What's new at the Jewish Museum Berlin
August 19, 2020One thing has not changed: The architecture of the museum designed by Daniel Libeskind has a significant impact on the new core exhibition of the Jewish Museum Berlin. The building, which opened in 2001, is characterized by its angular structures and metal walls, with notches and gaps symbolizing the abysses and catastrophes in Jewish culture over the millennia.
The long, semi-dark corridors of the basement of the Libeskind building still serve as the entrance to the new permanent exhibition, which will be inaugurated with the reopening of the museum on Sunday, August 23, after its coronavirus-related closure. At the intersections of these corridors are empty spaces, or "voids," as Libeskind calls them. Rooms without exhibits emerge from the building's zig-zag architecture, serving as a space for thoughts and memories. A steep staircase then leads to the asymmetrical halls, where the story of the Jews from the Middle Ages to the present day is told.
New perspectives, a different focus
A team of 20 people redesigned the exhibition over the past two and a half years. "The history of the Jews has not changed, but our perspective on it has," says Hetty Berg, who took on her position as the new director of the Jewish Museum in the middle of the coronavirus closure. "Society is changing, and with it the Jewish Museum Berlin's audience, and the exhibition takes this into consideration. It shows the diversity of Judaism and encourages visitors to look at Jewish culture in the past and present from different perspectives."
By 2017, 11 million visitors had seen the previous version of the core exhibition inaugurated in 2001. "We set different priorities than we did 20 years ago," says Cilly Kugelmann, the chief curator of the current exhibition.
Unlike the previous one, the new show does not tell the 1,700-year history in a strict chronological order. The tour alternates between historical epochs and insights into topics of Jewish life: What is the function of the Torah? What is kosher, and what is the idea behind this concept? What does the Shabbat mean? What was the impact of book printing?
The themed rooms explore Jewish culture and traditions through multi-sensorial exhibits, colors and sound installations, as well as works of art such as Anselm Kiefer's Breaking of the Vessels (Shevirat ha-Kelim), an interpretation of the creation myths of the Kabbalah. Most of the objects presented come from the museum's own collection, including valuable paintings such as Max Liebermann's Biergarten near Wannsee.
The topic of anti-Semitism, which runs through many epochs, is dealt with in a separate, cinema-like room in which short films aim to stimulate debate by presenting four contemporary anti-Semitic case studies that historians and sociologists classify from different perspectives.

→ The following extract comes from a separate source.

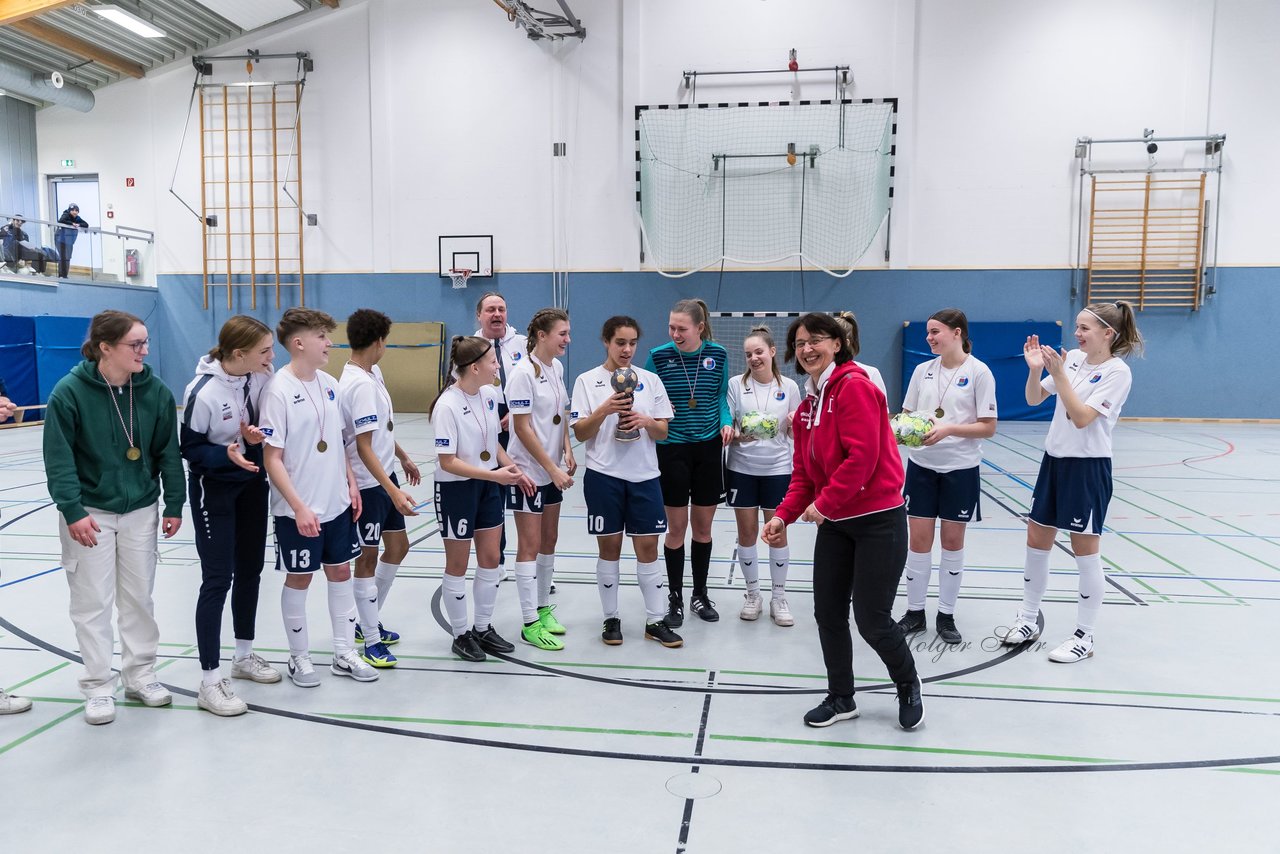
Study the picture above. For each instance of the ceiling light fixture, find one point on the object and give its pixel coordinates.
(124, 18)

"We experience a lot of anti-Semitism, in words and in deeds," explained Hetty Berg, which makes the museum's task of telling Jewish life from a Jewish perspective all the more relevant.
The largest Jewish museum in Europe
"This museum explores the 1,700 years of German-Jewish history, including the diversity of Jewish life in Germany," said Minister of State for Culture and Media Monika Grütters at a press presentation ahead of the opening. She added that it provides insight into Jewish culture's wealth and the multitude of perspectives, all while documenting the distressing anti-Semitic marginalization and violence which is ongoing today.
The museum "will presumably attract even more attention than other Jewish museums, not only as the largest Jewish museum in Europe, but also and above all because it is located in Berlin, the city where the Nazis initiated and planned the systematic genocide of European Jews, the barbaric killing machinery through which 6 million Jews were murdered," said Grütters.
Focus on relations between Jews and non-Jews
The relationship between Jews and their non-Jewish environment is at the center of the show and is covered in five historical chapters: from the beginnings of Jewish life in Ashkenaz, the medieval rabbinical name for Germany, to the emancipation movements in the 19th century, and from the rise of National Socialism to today's diverse developments.
There is also space given to the post-WWII period, with one series of portraits offering a light-hearted break to the previous horrors of history, featuring caricatures of Jewish actors, singers and scientists, from Albert Einstein and Claude Lévy-Strauss to Hannah Arendt and Lilly Palmer.
The exhibition ends with a video installation, a polyphonic final chorus in which Jews speak on 21 monitors about their being Jewish in Germany.
And then the show closes with a quote by philosopher Ernst Bloch: "…without expropriation and alienation, in real democracy, there arises in the world something which shines into the childhood of all and in which no one has yet been: a homeland."